Don Eyles Speaking at Boston City Hall

In Their Own Words: Don Eyles on Gyroscopes

Don Eyles Receives an Award at Boston City Hall

Don Eyles worked on the software and computer engineering team for the lunar module at the MIT Instrumentation Lab (now Draper).

"The Gyros in the Apollo Inertial Measurement Unit

A gyroscope wants to keep its orientation because the momentum of its spinning wheel resists the tilting of the axle. The orientation it “wants” to keep has nothing to do with the surface of the Earth or any other local phenomenon. It is fixed to inertial space. Point the spin axis of a perfect gyroscope at a particular star in the sky and it will forever point to that star. As a matter of fact stars do very slowly shift—but that perfect gyroscope that you could hold in your hand might as well be bolted to the cast iron framework of the universe itself.

The gyroscopes in an IMU like the one on Apollo took advantage of another characteristic of gyroscopes, that if you disturb one by rotating it around an axis perpendicular to the spin axis, it will try to rotate around the third axis. The output force can be turned into an electrical signal proportional to the angular rate of the disturbance. In other words, a gyroscope can provide a direct readout of angular rate.

The function of the gyroscopes in the Apollo IMU was to maintain the alignment of the inertial platform. The wheel in each gyroscope, consisting of a beryllium hub and a steel rim, was about 4 cm in diameter, weighed 84 grams, and spun at 24,000 rpm. By itself such a gyro was too feeble to hold its orientation against a serious disturbance, but these gyros were not effectors but sensors — sensors of sublime sensitivity — linked to motors in each of the gimbals. When the gyros sensed a disturbance the motors would react.
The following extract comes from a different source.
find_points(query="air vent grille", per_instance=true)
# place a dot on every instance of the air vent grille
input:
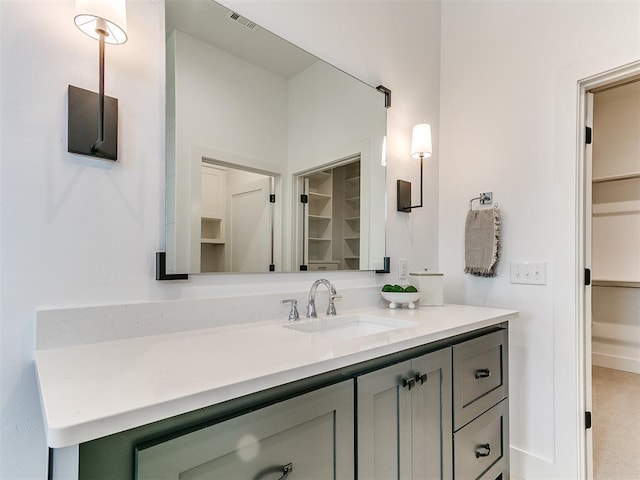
(242, 20)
As a result the inertial platform never moved. Hence its second name: the stable member.

So it was that deep inside an Apollo spacecraft, surrounded by electronic assemblies, suspended inside a spherical case, was an object that never budged from its fixed relationship to the stars, no matter how the spacecraft maneuvered. That was the equivalent of a compass. A compass does not tell you where you are on the ocean, it tells you a single angle — and that is enough. The inertial sensor goes beyond that. It gives you three angles that together define your orientation in three dimensions, and it works anywhere — even in space away from Earth’s magnetic field.
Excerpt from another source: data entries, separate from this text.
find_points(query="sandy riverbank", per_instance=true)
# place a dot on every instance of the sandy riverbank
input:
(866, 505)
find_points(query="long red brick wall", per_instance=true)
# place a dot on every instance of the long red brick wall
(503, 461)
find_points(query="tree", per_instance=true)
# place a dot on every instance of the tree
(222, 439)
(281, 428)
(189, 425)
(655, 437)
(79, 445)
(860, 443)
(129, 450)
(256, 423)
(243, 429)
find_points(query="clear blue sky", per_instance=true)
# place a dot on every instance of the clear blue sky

Add optics for sighting on stars, and a table of star vectors, and you can align the inertial platform to any orientation you like — and correct for the drift of gyroscopes that, after all, are not quite perfect. Add precise information on the motion of nearby bodies like the Earth and Moon, and you can use the same optics to determine your position and velocity from scratch by sighting on horizons and landmarks. And if you add a pilot, engines, and a radar, you can attempt complex maneuvers like landing on another planet.

But you must also add a digital computer — to collect data from the IMU and other sensors, from ground transmissions, from the switches and controls that the crew operate; to run the software that navigates, guides and controls; to display information to the crew and send telemetry data to the ground; and to command the engines, maneuvering jets, antennas, and the other effectors that animate the spacecraft. Most of all, the computer will write the plot, apply the higher-level logic that pulls the strings to accomplish the mission. The IMU has the star role, spare like Garbo; the guidance computer plays Svengali."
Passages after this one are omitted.